We have system of linear equations $A\vec{x}=b$ : $A=\begin{pmatrix} 2& 1& -1& -1& 1& \\ 1& -1& 1& 1& -2& \\ 3& 0& 0& 0& -1& \\ 1& -2& 5& 0& 0& \end{pmatrix}$ and $\vec{b}=\begin{pmatrix} a \\ b\\ c \\ d \end{pmatrix}$.
I know the value of $a=1, b=2, c=3 $ and $d=4$.
Now we know $b$ is a $4\times 1$ matrix, and A is a $4\times 5$.

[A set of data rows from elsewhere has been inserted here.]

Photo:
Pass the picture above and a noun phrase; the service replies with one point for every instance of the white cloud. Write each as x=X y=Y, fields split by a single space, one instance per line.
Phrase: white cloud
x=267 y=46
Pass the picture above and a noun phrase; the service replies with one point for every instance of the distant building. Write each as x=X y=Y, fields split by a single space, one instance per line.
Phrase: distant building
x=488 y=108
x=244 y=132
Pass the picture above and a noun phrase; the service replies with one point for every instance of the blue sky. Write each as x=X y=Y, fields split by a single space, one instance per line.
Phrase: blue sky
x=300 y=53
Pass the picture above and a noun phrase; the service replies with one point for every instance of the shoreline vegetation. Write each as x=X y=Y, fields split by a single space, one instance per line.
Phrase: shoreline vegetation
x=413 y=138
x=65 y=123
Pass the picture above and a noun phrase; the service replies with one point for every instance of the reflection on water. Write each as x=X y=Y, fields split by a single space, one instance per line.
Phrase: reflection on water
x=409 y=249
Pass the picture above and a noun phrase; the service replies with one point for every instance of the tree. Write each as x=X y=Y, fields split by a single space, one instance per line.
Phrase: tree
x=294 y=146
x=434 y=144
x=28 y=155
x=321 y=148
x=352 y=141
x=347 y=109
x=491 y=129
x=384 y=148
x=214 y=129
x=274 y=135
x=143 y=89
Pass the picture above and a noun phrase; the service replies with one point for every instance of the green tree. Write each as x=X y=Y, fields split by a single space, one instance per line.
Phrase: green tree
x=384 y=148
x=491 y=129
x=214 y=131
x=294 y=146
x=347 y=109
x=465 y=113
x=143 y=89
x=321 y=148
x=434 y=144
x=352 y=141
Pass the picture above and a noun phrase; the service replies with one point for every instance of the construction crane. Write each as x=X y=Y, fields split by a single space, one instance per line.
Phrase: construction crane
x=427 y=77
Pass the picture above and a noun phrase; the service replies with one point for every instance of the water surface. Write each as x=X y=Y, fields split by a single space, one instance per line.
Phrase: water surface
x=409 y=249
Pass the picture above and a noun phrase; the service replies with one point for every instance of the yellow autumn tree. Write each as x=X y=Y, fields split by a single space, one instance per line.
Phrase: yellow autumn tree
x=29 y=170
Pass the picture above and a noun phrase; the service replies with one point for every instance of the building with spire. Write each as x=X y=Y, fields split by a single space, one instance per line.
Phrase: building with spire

So to get $4\times 1$ by multiplication of the two matrices, $x$ has to be a $5\times 1$ matrix, which is the variables.
So I think it will be:
$$ \begin{pmatrix} 2& 1& -1& -1& 1& \\ 1& -1& 1& 1& -2& \\ 3& 0& 0& 0& -1& \\ 1& -2& 5& 0& 0& \end{pmatrix} \begin{pmatrix} x\\ y\\ z \\ l \\ k\end{pmatrix}=\begin{pmatrix} a \\ b\\ c \\ d \end{pmatrix} $$
Is this good?
If yes than I get:
$2x+y-z-t+k=1$
$x-y+z+t-2k=2$
$3x-k=3$
$x-2y+5z=4$
Can someone tell me if I am on good way? If yes, can someone help me to do this system of $4$ linear equations, because I'm making some mistakes in calculus always.